A paper published February 28 in the Lancet reported the identification of genetic variations (SNPs) that mark an increased risk for ADHD, autism spectrum disorder, bipolar disorder, major depressive disorder, and schizophrenia. The paper was based on meta-analysis of four previous genome-wide association studies that had targeted these conditions individually. From the whole-genome data, the group identified four specific variations that affect the overall risk of all five disorders, at least in those of European ancestry.
Two of these variations corresponded to the genes CACNA1C and CACNB2, which work together to allow calcium into a cell in response to changes in the tiny voltage across the cell's membrane. These genes may control nerves in the brain, but they also control blood pressure. Blood pressure has been identified one of several cardiometabolic factors linked to the risk of schizophrenia. The authors have suggested that it may be worth studying existing high blood pressure medications for psychiatric use.
Two other genes are more difficult to identify. This is because of linkage disequilibrium, a common effect in the human genome which makes it hard to tell which of a set of adjacent variations is responsible for psychiatric trouble because they all match. Ordinarily, SNPs are shuffled by the swapping of genes between related chromosomes. In linkage disequilibrium, that doesn't happen, so looking at any SNP in a broad region of DNA — in one of these examples, a million "letters" of the DNA code — gives the same statistical result. As a result, the precise genes involved in those SNPs cannot be identified, but the possibilities are narrowed down from 30,000 genes to 30.

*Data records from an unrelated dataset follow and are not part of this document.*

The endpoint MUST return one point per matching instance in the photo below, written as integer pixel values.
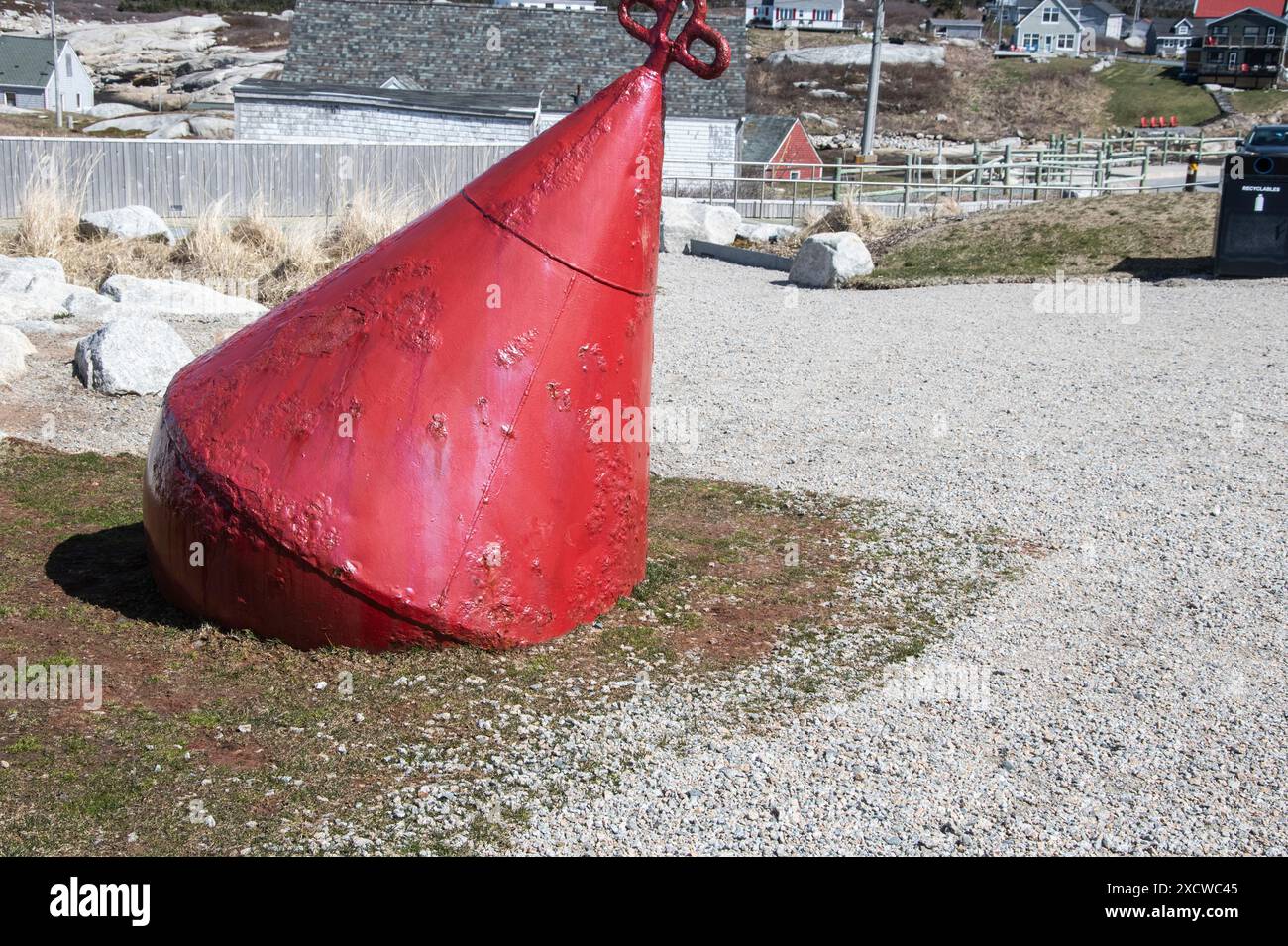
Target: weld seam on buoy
(550, 255)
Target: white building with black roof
(27, 76)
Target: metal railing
(1113, 166)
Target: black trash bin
(1252, 220)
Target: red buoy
(406, 452)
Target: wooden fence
(180, 179)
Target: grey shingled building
(468, 48)
(566, 56)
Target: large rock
(149, 123)
(861, 54)
(14, 349)
(132, 357)
(127, 223)
(51, 297)
(827, 261)
(112, 110)
(684, 219)
(37, 288)
(174, 297)
(211, 126)
(180, 129)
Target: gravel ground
(1125, 695)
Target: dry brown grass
(48, 216)
(369, 219)
(982, 99)
(279, 258)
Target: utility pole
(53, 35)
(870, 119)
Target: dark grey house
(1244, 51)
(565, 56)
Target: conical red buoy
(404, 454)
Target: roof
(1249, 9)
(1215, 9)
(488, 104)
(27, 60)
(763, 136)
(454, 48)
(1166, 25)
(1063, 7)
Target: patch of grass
(1137, 89)
(1142, 236)
(214, 742)
(1260, 102)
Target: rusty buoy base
(244, 572)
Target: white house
(1104, 18)
(1048, 29)
(27, 75)
(803, 14)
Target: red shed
(773, 145)
(1224, 8)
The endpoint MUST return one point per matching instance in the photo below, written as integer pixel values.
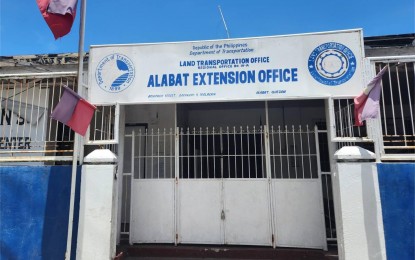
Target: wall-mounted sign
(282, 67)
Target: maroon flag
(58, 14)
(74, 111)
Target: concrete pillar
(97, 225)
(356, 195)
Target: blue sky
(23, 30)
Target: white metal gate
(245, 186)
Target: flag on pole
(58, 14)
(74, 111)
(366, 105)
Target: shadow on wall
(34, 211)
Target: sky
(23, 30)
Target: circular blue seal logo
(332, 63)
(115, 73)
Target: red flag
(58, 14)
(74, 111)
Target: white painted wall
(97, 215)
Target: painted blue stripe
(34, 211)
(396, 184)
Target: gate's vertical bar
(269, 179)
(176, 180)
(268, 175)
(320, 186)
(400, 103)
(132, 183)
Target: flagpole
(76, 148)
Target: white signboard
(281, 67)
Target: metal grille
(344, 120)
(396, 112)
(293, 154)
(154, 154)
(104, 125)
(397, 107)
(26, 128)
(222, 153)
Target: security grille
(26, 103)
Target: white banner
(281, 67)
(23, 121)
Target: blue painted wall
(34, 208)
(396, 184)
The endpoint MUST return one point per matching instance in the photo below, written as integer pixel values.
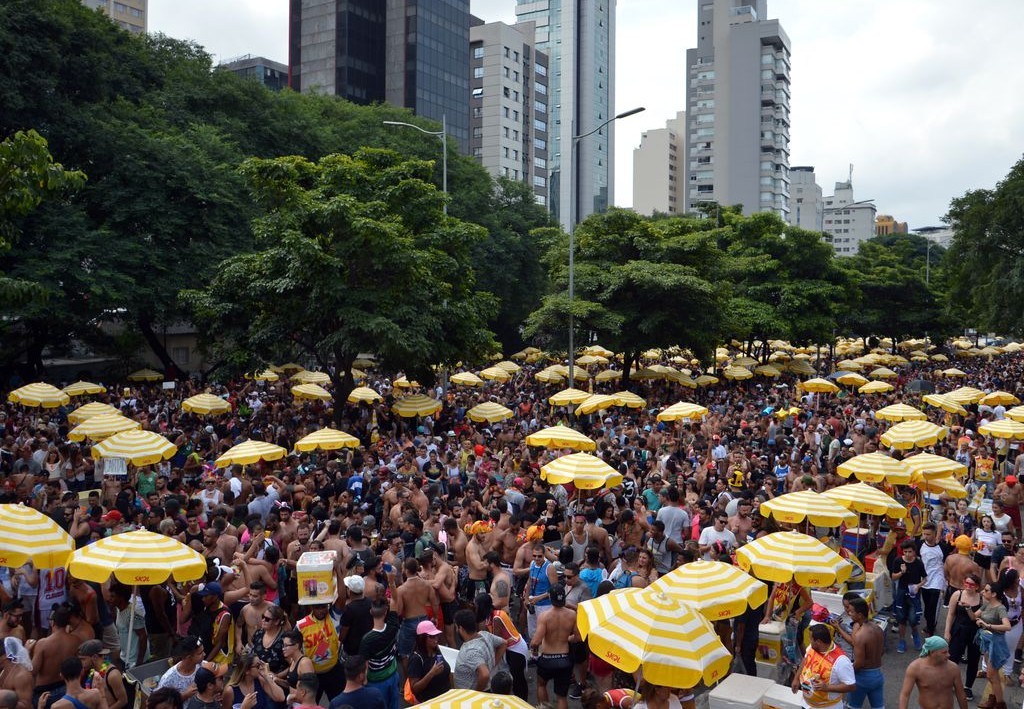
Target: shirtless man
(412, 599)
(555, 629)
(937, 679)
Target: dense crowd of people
(446, 536)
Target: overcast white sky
(925, 97)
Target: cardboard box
(317, 584)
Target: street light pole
(442, 134)
(573, 198)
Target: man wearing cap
(937, 679)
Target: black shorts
(556, 668)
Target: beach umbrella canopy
(137, 447)
(327, 440)
(488, 412)
(794, 508)
(250, 452)
(909, 434)
(672, 643)
(900, 412)
(206, 404)
(864, 499)
(716, 589)
(136, 557)
(28, 535)
(876, 467)
(561, 436)
(81, 388)
(783, 556)
(584, 470)
(39, 394)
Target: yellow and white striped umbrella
(794, 508)
(909, 434)
(138, 557)
(864, 499)
(206, 404)
(311, 392)
(417, 405)
(568, 397)
(718, 590)
(470, 699)
(466, 379)
(786, 555)
(488, 412)
(683, 410)
(1006, 428)
(81, 388)
(584, 470)
(561, 436)
(931, 465)
(39, 394)
(327, 440)
(137, 447)
(672, 643)
(943, 402)
(102, 426)
(28, 535)
(87, 411)
(595, 403)
(876, 467)
(900, 412)
(876, 387)
(250, 452)
(145, 375)
(363, 394)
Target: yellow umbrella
(943, 402)
(900, 412)
(1006, 428)
(683, 410)
(913, 434)
(997, 399)
(363, 394)
(99, 427)
(794, 508)
(80, 388)
(594, 403)
(876, 467)
(716, 589)
(672, 643)
(488, 412)
(851, 379)
(206, 404)
(89, 410)
(136, 557)
(561, 436)
(864, 499)
(418, 405)
(136, 447)
(466, 379)
(250, 452)
(39, 394)
(567, 397)
(786, 555)
(28, 535)
(818, 386)
(327, 440)
(930, 465)
(145, 375)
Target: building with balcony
(737, 109)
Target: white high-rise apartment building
(580, 41)
(737, 109)
(657, 169)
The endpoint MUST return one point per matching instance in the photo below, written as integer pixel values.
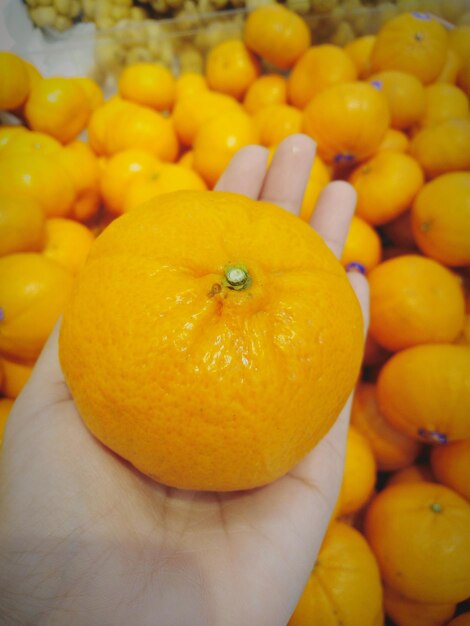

Unfortunately, the power of whole-genome studies is limited by the extraordinary degree of certainty needed to obtain usable results. Because the Consortium tested gene sequences at 1.25 million SNPs, for them to prove an association they needed to use a threshold of about 1 in 24 million, allowing the traditional (though arbitrary) 5% chance that one of the genes they report is merely a chance association. This is achieved only by examining all these sequences from 60,000 people, and even that gives only enough statistical power to find four genes.
However, the Consortium was able to delve deeper into the statistics to analyze a restricted subset of genes that had previously been associated with one of the five disorders, using that data to deduce that one of them, NT5C2, is linked with all five conditions. This genetic variant, previously identified as a risk factor for schizophrenia, helps to regulate purine metabolism, a process linked to several conditions such as purine autism. They evaluated eleven others, finding that some identified with bipolar disorder or schizophrenia appear specific to those conditions, while several others linked with schizophrenia have a broader impact on autism or major depressive disorder.
The reason for choosing these five conditions was only that they were common and large amounts of data had been collected. It is possible to argue, as many have done, that there may be overlap or misdiagnosis linking the conditions, but it is hard to describe them all as forms of one genetic syndrome. It was even proposed in 2009 that autism and schizophrenia were opposite ends of a mental spectrum, based on overall variations in gene copy number seen in patients with the two conditions. Maybe what these researchers have really done is to identify the relatively rare non-risky versions of these genes as contributors to some physical mechanism of psychological normalcy.
It is incorrect to brand these variants as "genetic glitches" or "faulty genes." These are actually very common variants — all but one of the five genes mentioned above are the most common form of the gene found in European populations, and even that one occurs one-third of the time. Because most people have two copies of each gene, there is less than a 2% chance that we carry them all — but less than a one in a million chance we don't carry any of these risk factors.
Genetic variants this common are the winners of the cruel game of natural selection, so they cannot be seen as pathological. However, genetics is like a pick-up ball game: a player who passes the ball frequently may be an asset in most games, but not if the teammates who turn up that day can't catch. Most likely these genetic variants make up for a slightly increased risk of mental illness with some equally small benefit. However, we should also consider the uncertain but fascinating possibility that the two regions showing linkage disequilibrium have been the target of recent selection, and that we might actually be witnessing one tiny aspect of the ongoing evolution of the human mind.